A first advantageous development of the present invention provides that steps (b) and (d) are each executed starting from an initial-operation operating state preferably using the first setpoint pressure. This improves the accuracy of the method according to the present invention.

In a refinement thereto, it is provided that the variable detected in steps (c) and (e) is a time that elapses from the beginning of the operation using the first and second activation periods in steps (b) and (d), respectively, until a specific operating state is reached. This prevents an undesired operating state being caused by the method according to the present invention, such as an operating state which lies outside the normal operating limits of the internal combustion engine. Thus, damage to the internal combustion engine is ultimately prevented in this way.

The specific operating state may be defined by a predefined number of crankshaft rotations from the beginning of the operation using the first and second activation periods in steps (b) and (d), respectively. The number of the crankshaft rotations is easily detectable by the crankshaft sensor, which is provided in any case. The time that passes for a predefined number of crankshaft rotations is an extremely sensitive variable that characterizes the torque and therefore ensures a particularly reliable detection of an error or a manipulation of the pressure sensor.

However, it is also fundamentally conceivable that the specific operating state is defined by a predefined final speed of a crankshaft of the internal combustion engine from the beginning of the operation using the first and second activation periods in steps (b) and (d), respectively. Of course, it is advantageous in this context if the starting speed is the same in each case. In addition, it is to be ensured that the final speed does not lie above the maximum permissible speed.

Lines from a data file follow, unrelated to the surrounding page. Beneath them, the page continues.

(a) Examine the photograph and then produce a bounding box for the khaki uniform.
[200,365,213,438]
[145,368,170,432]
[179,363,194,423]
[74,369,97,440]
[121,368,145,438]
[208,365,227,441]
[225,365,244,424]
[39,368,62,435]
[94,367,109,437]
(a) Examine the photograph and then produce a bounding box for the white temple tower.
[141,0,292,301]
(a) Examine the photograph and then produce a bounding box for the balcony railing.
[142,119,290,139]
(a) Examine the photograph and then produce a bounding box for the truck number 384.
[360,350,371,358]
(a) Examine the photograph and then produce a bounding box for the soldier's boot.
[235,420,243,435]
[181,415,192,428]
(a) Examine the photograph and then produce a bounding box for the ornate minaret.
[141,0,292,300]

It is particularly advantageous if the initial-operation operating state is an idling operation, because a relatively low pressure typically prevails in the fuel rail during idling and a brief activation period of the fuel injection device is provided, which increases the significance in carrying out the method according to the present invention.

The action that is carried out in step (f) may include an entry in an error memory, for example, but also an emergency shutoff of the internal combustion engine, if the method according to the present invention is not performed within the scope of a repair shop examination, but rather in normal operation.